Url Discovery

Our Url Discovery API discovers URLs from any domain. Find and filter thousands of URLs in seconds and optionally validate them all in one request—perfect for content audits, competitor analysis, and bulk data collection.

What is Url Discovery?

Url Discovery finds URLs from a domain without scraping them. Choose how you want to discover URLs: from sitemaps, Common Crawl archive, or by actively crawling the site.
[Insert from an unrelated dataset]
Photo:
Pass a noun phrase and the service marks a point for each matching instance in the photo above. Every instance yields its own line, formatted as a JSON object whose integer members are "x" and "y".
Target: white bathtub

Returns URLs only — no content is scraped. Use this when you just need the URLs. View “Domain Crawling” Tab for domain scraping.

Discovery Methods

Choose one or more discovery sources:

Source Description
sitemap Fast and structured. Automatically discovers sitemaps from common locations, robots.txt, and sitemap indexes.
commoncrawl Historical archive with billions of URLs. Great for finding pages not in sitemaps.
crawl Actively browse the site by following links. Discovers pages dynamically.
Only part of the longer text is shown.